Nama Liberty Manik atau yang lebih dikenal dengan L Manik mungkin banyak yang mengenal hanya seorang seniman pencipta lagu wajib Satu Nusa Satu bangsa, padahal beliau juga seorang intelektual yang mengenyam pendidikan sampai ke luar negeri.
L Manik lahir pada tahun 21 November 1924 dengan nama lahir bernama Raja Tiang Manik, dari pasangan Raja Patihan Manik dan Salat br. Situmorang di sebuah desa kecil kampung Huta Manik, Kecamatan Sumbul, Kabupaten Dairi, 18 kilometer dari ibukota Kabupaten, Sidikalang, Sumatera Utara. Masa kecil dihabiskan di desa kelahirannya dan setelah menyelesaikan studinya di HIS Sidikalang pada tahun 1940, beliau melanjutkan belajar di sekolah guru HIK Muntilan.
Saat menempuh pendidikan di HIK Muntilan, L Manik berkenalan dengan Cornel Simanjuntak (salah seorang pencipta lagu wajib Indonesia) dan juga bersahabat dengan Alferd Simanjuntak pencipta lagu Bangun Pemudi Pemuda. Namun, saat Jepang masuk ke Indonesia pada tahun 1942, HIK Muntilan ditutup dan L Manik muda terpaksa bekerja sebagai pemain biola dan penyanyi di Semarang Hoyokyooku.
Setelah Indonesia memproklamasikan kemerdekaan, L Manik pada tahun 1946 kembali ke Yogyakarta untuk melanjutkan studi dan bakat musik semakin dikembangkan dengan mendirikan kelompok paduan suara “Koor Lagu-lagu Tanah Air”, melalui kelompok paduan suara inilah lagu Satu Nusa Satu Bangsa makin dikenal luas.
Perjalanan hidup Liberty Manik terus berlanjut setelah pada tahun 1949, pindah kembali ke Jakarta untuk bekerja di Majalah Arena milik H. Usmar Ismail. L Manik akhirnya kembali ke kampung halamannya di Sumatera Utara pada tahun 1951 Liberty dan aktif dalam kelompok paduan suara di RRI Medan.

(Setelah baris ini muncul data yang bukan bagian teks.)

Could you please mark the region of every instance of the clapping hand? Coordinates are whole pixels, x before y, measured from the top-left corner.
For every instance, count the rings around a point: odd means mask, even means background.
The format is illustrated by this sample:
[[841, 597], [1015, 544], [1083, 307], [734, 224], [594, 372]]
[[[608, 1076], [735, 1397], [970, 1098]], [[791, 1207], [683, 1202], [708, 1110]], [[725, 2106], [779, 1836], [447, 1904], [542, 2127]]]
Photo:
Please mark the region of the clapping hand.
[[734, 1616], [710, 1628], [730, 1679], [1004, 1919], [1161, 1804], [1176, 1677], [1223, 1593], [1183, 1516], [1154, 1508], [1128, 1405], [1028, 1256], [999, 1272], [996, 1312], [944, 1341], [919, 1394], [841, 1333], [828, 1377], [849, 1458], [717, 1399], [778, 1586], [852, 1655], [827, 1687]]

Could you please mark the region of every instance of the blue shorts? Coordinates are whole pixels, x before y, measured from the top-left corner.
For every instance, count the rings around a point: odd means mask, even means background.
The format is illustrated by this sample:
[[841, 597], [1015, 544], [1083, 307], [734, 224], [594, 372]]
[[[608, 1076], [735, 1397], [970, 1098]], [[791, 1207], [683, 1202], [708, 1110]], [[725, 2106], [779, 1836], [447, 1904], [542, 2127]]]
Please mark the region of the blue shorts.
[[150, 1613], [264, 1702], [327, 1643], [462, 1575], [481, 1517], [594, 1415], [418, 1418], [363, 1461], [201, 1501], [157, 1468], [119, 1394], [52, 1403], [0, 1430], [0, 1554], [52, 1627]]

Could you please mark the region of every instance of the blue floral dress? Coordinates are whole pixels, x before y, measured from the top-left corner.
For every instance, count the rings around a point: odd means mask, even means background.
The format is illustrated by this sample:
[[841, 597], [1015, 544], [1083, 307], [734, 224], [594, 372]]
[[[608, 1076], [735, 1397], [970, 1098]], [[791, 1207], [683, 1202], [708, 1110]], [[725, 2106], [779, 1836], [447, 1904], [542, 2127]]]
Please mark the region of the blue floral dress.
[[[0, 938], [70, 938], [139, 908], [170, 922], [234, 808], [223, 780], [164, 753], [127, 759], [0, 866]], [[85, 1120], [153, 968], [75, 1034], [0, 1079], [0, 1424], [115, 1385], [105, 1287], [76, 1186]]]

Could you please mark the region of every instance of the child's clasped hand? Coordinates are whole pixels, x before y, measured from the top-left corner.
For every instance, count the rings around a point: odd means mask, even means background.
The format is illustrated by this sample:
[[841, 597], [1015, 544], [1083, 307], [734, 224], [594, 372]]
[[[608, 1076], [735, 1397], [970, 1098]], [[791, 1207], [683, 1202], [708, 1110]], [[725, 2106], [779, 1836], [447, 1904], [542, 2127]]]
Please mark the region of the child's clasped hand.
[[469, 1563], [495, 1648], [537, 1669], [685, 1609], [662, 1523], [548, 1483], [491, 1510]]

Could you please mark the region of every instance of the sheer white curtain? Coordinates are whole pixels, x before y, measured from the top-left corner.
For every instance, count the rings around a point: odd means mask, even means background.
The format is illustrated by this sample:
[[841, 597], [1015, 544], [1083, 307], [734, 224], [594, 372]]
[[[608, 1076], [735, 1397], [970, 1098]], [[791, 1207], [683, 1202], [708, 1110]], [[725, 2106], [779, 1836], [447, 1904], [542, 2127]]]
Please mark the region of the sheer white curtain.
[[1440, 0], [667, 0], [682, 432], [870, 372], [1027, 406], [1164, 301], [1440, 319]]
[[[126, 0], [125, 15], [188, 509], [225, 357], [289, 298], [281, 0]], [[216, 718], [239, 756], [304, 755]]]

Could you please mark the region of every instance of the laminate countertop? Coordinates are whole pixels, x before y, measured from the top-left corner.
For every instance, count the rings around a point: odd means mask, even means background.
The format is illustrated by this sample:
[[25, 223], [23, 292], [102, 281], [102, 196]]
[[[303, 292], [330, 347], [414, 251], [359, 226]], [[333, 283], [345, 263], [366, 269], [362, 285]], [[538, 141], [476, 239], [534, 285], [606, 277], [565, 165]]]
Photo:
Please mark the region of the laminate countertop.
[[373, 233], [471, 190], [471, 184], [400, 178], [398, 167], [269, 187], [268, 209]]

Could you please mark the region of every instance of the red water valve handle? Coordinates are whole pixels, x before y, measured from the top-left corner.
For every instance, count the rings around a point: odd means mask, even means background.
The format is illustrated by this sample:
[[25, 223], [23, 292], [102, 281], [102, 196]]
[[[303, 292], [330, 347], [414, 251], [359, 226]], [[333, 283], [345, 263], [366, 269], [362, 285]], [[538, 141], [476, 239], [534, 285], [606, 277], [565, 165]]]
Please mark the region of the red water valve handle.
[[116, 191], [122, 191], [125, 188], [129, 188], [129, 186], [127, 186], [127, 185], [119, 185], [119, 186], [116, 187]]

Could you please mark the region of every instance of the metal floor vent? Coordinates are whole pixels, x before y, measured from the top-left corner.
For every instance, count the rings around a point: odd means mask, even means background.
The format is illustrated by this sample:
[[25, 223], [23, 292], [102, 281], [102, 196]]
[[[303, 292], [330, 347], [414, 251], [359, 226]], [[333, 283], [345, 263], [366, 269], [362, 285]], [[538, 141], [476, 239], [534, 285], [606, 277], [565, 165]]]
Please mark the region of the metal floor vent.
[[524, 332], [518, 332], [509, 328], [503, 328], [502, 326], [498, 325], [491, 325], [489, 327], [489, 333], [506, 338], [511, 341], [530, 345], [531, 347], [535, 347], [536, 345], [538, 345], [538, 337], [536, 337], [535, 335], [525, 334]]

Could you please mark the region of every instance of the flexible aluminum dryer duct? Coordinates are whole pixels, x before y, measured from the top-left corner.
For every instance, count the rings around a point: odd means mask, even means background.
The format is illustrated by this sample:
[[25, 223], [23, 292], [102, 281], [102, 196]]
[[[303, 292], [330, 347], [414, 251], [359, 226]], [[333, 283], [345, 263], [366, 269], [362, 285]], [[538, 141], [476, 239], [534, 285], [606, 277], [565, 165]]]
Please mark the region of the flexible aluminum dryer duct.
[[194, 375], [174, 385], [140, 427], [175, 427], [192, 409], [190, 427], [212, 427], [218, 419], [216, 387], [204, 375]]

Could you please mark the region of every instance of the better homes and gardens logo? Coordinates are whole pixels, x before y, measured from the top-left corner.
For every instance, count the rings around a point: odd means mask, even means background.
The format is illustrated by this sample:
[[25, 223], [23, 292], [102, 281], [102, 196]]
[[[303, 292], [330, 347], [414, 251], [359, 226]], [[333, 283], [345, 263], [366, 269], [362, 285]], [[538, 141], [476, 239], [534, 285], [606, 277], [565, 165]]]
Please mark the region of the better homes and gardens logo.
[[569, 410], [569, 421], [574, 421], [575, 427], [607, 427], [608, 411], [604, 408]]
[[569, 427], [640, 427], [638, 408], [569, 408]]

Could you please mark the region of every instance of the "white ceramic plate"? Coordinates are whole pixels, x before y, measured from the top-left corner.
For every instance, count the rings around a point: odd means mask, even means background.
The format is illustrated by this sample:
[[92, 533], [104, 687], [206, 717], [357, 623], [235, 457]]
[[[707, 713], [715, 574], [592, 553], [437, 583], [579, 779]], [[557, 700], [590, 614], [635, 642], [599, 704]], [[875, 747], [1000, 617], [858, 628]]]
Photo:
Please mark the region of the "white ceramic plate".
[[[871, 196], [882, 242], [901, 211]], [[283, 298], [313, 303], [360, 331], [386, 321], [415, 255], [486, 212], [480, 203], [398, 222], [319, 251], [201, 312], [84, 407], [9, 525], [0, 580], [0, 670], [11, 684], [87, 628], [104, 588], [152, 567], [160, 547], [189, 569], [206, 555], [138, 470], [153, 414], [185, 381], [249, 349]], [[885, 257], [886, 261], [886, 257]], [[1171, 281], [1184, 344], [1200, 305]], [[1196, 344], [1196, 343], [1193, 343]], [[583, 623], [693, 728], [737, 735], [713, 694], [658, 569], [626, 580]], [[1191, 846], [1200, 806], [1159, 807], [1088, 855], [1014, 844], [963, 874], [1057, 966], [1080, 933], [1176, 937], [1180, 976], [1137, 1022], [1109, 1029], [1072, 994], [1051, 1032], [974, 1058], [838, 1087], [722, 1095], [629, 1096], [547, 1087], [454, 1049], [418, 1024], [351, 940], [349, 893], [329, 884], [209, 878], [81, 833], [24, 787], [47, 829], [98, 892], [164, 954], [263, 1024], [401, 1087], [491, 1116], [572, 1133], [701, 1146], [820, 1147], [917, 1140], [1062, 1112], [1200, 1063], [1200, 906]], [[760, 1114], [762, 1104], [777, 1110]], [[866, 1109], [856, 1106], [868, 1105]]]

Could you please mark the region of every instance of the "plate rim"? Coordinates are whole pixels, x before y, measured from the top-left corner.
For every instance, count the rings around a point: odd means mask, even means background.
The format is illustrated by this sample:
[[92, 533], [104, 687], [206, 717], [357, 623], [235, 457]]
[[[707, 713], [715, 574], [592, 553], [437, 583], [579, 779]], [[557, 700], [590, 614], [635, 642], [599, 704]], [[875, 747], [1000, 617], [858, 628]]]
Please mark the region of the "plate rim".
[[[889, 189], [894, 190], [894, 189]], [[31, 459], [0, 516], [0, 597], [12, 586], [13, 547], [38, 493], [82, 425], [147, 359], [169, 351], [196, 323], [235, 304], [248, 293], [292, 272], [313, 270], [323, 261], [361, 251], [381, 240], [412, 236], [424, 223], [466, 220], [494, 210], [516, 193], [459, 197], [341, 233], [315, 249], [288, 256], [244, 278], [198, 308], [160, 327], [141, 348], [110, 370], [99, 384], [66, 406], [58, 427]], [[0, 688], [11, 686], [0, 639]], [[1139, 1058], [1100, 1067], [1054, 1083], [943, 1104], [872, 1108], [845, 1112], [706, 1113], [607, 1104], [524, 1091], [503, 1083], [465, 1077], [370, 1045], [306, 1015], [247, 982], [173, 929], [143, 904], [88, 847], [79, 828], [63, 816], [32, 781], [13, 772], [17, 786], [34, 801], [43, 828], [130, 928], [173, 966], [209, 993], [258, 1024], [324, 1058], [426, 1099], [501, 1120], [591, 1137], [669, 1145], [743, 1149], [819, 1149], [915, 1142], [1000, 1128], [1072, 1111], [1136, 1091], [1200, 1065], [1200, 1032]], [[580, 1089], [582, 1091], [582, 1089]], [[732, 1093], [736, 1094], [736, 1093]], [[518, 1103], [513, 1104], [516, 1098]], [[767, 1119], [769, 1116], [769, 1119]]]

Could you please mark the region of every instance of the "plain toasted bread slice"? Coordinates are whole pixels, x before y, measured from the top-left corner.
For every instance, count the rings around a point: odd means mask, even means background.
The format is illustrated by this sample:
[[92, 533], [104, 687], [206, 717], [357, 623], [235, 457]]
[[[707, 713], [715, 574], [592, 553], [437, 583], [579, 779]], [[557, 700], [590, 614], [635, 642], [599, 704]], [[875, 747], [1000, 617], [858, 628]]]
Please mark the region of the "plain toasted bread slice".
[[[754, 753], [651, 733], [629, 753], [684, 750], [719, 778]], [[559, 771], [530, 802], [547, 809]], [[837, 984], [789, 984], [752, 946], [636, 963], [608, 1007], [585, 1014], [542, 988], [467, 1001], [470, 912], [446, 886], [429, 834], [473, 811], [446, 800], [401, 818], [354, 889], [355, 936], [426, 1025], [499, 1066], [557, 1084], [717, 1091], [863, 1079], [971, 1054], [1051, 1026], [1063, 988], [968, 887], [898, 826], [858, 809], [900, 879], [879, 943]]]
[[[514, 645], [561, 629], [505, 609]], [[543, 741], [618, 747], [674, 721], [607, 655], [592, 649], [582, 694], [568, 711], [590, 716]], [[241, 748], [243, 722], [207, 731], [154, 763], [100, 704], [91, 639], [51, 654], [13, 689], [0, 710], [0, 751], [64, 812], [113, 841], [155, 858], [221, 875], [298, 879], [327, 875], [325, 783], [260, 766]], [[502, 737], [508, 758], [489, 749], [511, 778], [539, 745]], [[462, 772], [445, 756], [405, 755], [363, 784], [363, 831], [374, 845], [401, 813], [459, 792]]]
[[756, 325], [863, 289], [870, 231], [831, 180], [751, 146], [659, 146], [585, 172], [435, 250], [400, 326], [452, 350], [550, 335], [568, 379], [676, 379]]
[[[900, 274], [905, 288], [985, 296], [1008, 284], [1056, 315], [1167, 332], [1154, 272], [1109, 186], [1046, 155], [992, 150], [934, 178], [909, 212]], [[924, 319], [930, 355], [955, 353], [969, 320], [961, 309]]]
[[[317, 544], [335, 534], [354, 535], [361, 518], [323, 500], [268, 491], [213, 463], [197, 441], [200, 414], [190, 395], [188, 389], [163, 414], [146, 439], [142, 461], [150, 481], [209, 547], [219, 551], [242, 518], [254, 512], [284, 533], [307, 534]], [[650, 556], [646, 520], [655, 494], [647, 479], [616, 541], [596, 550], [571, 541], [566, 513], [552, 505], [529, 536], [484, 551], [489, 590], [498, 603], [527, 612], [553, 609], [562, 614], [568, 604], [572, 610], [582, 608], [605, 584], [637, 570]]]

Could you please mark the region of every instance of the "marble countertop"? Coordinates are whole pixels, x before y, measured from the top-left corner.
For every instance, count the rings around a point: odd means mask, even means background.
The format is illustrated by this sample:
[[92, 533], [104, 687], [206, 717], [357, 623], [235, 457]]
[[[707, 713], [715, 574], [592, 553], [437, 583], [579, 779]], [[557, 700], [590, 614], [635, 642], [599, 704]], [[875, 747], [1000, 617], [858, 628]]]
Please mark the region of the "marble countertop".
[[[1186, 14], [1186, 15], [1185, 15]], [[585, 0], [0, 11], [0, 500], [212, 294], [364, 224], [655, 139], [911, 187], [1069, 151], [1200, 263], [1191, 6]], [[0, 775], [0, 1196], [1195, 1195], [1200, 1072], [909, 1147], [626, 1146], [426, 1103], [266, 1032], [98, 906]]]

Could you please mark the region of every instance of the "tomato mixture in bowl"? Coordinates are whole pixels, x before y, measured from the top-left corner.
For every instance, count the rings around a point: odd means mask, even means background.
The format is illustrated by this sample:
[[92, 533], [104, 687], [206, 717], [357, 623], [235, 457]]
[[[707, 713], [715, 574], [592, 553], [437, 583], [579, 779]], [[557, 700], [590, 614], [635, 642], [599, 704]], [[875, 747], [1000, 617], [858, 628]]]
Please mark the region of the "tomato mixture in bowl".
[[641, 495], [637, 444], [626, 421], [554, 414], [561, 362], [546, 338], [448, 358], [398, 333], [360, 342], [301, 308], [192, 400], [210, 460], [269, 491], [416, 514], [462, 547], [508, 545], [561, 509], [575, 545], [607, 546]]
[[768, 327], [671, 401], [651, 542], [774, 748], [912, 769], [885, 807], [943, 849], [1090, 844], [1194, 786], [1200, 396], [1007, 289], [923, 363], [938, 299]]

Bakat musik L Manik terus berkembang setelah mendapat beasiswa dari Lembaga Kerjasama Indonesia-Belanda untuk memperdalam seni musik di Amsterdam tahun 1954 dan berhasil lulus sebagai dirigen koor pada tahun 1955. Kembali beasiswa diperoleh L Manik dari Pemerintah Jerman untuk melanjutkan studinya di Freie Universitat di Berlin Barat pada tahun 1959. Beliau lulus dengan predikat Magna Cum Laude pada tahun 1968 melalui disertasi yang berjudul “Das Arabische Tonsystem im mitte letter” yang mengulas kajian kitab-kitab musik para filsuf muslim seperti Al-Kindi, Al-Farabi, dan Ihwan al-Safa. Beliau pun tinggal di Eropa selama kurang lebih 18 tahun.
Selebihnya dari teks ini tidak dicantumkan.